MADAME SOLARIO1906. Le lac de Côme. Par un bel été. Toute une petite société désœuvrée, richissime, comblée, parfois affublée de titres de noblesse, s'y retrouve. Un petit cercle de privilégiés, fermé, très fermé. Si fermé qu'ils ne cessent d'y tourner en rond. Qu'on soit de Moscou ou de Genève, qu'on aille à Londres ou à Paris, on finit immanquablement par retrouver les mêmes. Et si l'on fuit sa capitale pour retrouver la paix d'un lac de carte postale, on n'échappe pas à son rang, on se retrouve à nouveau coincé entre Mr de Machin et Madame de Chose. On se connaît par cœur et les attitudes de bienséance, les rires dissimulent mal cette lassitude bien installée. On feint d'être heureux mais n'a t-on pas oublié ce que cela signifie ? On prétend se divertir, on s'essaie au dernier jeu à la mode, on organise des fêtes enrubannées, aux invités triés sur le volet. Nous sommes chez les ancêtres de la société du CAC 40, où l’on croise le fondateur des Casques Bleus, un architecte qui a conçu des palais pour le sultan de Brunei, un millionnaire de Pennsylvanie expatrié en Europe, deux sœurs également belles, également passionnées et qui choisiront toutes deux le suicide à trente ans d’intervalle, un éditeur prestigieux ami personnel de John Steinbeck, une ancienne maîtresse de Maxime Gorki…

Une micro-élite trop affairée à s'auto-satisfaire pour s'intéresser aux enjeux de ce monde. Une ruche aveugle peuplée de reines prisonnières de leur rang social dont on imagine facilement que le réveil sera dur le jour où ça craquera, pour qui n'aura rien vu venir. Si l'on parle des événements extérieurs, de politique, c'est en regardant par la lorgnette de ses petits intérêts, de l'argent qu'on peut perdre en bourse. Mais ça ne dure que peu de temps par « peur d'ennuyer ces dames » qui ne sont expertes évidemment qu'en matière de toilettes.
Imaginez donc, combien, dans ce ronron insipide, on peut-être à l'affut de la moindre anecdote croustillante, assoiffé de la plus infime nouveauté…

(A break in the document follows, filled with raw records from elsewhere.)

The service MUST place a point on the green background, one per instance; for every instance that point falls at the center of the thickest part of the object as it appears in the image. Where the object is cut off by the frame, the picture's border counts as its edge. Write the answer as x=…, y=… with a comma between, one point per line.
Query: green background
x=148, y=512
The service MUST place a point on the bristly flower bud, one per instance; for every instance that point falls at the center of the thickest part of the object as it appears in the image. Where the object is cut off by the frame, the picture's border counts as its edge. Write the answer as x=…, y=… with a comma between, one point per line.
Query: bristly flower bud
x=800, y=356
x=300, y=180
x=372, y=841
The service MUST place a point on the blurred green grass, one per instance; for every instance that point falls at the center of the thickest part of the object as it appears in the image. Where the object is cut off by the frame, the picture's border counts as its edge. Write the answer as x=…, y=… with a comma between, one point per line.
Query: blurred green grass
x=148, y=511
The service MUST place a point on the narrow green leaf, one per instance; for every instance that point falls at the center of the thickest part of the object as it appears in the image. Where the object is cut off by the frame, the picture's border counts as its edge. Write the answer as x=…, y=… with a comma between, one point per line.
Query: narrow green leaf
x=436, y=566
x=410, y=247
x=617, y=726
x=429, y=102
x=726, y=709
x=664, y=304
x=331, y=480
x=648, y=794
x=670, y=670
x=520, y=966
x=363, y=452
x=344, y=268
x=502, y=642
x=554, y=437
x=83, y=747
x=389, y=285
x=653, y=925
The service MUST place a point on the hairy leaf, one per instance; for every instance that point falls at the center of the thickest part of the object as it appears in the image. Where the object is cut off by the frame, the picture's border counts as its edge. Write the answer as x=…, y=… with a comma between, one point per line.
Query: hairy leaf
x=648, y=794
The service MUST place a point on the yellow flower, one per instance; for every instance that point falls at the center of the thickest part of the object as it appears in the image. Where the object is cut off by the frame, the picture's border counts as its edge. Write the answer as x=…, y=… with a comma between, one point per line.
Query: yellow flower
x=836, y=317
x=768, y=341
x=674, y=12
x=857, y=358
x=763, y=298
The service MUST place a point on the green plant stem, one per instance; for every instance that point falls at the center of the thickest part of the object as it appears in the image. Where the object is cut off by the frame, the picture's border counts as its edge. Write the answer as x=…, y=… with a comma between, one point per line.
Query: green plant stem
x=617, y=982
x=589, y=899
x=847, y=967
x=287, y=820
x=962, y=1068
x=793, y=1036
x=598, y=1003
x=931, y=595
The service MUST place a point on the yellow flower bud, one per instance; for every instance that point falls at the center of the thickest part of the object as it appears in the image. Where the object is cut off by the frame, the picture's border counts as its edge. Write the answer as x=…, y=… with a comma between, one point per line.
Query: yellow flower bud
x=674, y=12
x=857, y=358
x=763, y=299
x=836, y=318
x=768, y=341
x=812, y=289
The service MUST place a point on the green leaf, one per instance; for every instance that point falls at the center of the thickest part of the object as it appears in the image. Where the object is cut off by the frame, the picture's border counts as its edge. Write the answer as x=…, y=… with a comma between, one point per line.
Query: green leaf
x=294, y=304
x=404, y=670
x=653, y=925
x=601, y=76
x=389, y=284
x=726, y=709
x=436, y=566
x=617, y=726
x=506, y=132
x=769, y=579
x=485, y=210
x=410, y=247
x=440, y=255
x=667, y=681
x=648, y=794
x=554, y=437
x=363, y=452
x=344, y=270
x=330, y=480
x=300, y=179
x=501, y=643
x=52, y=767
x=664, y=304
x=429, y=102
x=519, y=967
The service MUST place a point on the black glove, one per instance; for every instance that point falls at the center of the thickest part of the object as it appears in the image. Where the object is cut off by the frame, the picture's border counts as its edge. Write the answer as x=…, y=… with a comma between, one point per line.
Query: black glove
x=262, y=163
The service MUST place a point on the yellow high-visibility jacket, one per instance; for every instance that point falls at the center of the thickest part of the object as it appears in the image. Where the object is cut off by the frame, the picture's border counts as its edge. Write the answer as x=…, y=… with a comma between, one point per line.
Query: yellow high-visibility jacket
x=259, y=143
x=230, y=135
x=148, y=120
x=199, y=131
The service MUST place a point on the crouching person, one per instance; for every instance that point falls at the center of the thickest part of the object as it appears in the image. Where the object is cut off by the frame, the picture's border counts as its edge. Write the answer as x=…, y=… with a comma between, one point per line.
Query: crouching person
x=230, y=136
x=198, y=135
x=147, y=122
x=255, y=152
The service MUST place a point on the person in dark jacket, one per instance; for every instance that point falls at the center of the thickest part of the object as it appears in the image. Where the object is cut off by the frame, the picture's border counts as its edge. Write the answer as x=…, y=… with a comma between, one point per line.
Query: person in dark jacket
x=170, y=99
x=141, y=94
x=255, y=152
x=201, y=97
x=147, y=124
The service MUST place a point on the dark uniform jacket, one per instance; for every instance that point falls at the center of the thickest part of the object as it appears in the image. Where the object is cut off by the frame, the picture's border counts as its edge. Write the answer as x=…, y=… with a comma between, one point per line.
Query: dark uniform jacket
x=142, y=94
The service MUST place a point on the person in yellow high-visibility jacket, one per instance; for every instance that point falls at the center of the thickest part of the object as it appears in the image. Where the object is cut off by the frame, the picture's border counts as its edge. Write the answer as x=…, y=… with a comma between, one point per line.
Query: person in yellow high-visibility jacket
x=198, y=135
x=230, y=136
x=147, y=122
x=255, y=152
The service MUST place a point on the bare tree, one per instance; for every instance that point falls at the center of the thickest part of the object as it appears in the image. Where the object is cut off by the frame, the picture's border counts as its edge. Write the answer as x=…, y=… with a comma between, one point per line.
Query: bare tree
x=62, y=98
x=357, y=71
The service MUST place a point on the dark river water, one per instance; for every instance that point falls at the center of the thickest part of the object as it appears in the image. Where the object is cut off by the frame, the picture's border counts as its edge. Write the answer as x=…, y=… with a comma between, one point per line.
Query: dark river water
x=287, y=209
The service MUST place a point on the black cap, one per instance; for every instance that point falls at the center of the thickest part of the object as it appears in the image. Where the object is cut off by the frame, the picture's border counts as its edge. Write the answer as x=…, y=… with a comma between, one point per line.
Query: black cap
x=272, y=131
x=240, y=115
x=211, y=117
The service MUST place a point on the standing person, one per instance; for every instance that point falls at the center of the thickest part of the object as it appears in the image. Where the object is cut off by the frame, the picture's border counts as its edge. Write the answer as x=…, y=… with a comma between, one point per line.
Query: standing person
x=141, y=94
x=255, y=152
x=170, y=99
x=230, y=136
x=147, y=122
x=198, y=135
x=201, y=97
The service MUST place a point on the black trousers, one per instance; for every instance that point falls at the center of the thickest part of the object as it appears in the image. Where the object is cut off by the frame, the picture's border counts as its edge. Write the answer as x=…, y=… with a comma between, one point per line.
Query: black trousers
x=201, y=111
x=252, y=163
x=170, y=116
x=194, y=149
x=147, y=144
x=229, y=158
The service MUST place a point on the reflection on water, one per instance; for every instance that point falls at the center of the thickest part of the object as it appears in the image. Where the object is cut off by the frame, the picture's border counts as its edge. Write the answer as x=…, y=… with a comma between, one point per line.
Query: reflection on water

L'arrivée de Madame Solario, jeune veuve au passé nimbé de mystère, fait donc l'effet d'une petite bombe de fraîcheur. Nelly-Natalia-Ellen Solario amène la romance, la passion, l'intrigue, l'inédit. Et peut-être l'amour, dans le cœur de Bernard Midelton, le narrateur naïf et timide de cette histoire, qui la guette et l'espère secrètement. Elle devient comme une sorte de coqueluche à la mode. Son charme agit, plongeant les hommes dans la rêverie, laissant les femmes hésitantes entre la jalousie et l'envie de s'en faire une alliée. Et le phénomène s'amplifie à l'apparition d'Eugène Ardent, son turbulent et séduisant frère qui revient de l'étranger. Conscients de leur pouvoir sur tout ce petit monde, le frère et la sœur oeuvrent de concert, pensant se refaire une virginité et une santé financière. L'ambiance s'enrobe d'un parfum de liaisons dangereuses. Mais peu à peu leur passé sulfureux, forgé de souvenirs glauques, de scandales et d'inceste, refait surface.
Et voilà nos aristocrates versatiles, tels de petits poissons appartenant au même banc, tributaires des mouvements du groupe qui se détourne brusquement. Ce qui amusait n'amuse plus. Ce qui intriguait devient scandaleux. Voilà qu'on méprise ceux que l'on badait.

Le roman intrigua à l'époque. Il intrigua d'autant plus que planait un mystère : qui se cachait derrière l'anonymat de son auteur ? On le sait désormais. On sait aussi que si ce microcosme est si bien dépeint, c'est que l'écrivaine en faisait partie… René Féret a tiré de l'œuvre oubliée de Gladys Huntington un film feutré et d'une élégance folle. Qui corsète les passions pour mieux les faire sourdre, impérieuses, dévastatrices… Et que les jeunes générations n'aillent pas s'imaginer que 1906 est si loin, un truc pour les mamies et les momies. L'intrigue reste forte, actuelle, moderne. Presque Facebookienne. Et on réalise que l'on vit décidément une époque formidable, qui a réussi à mondialiser l'ennui.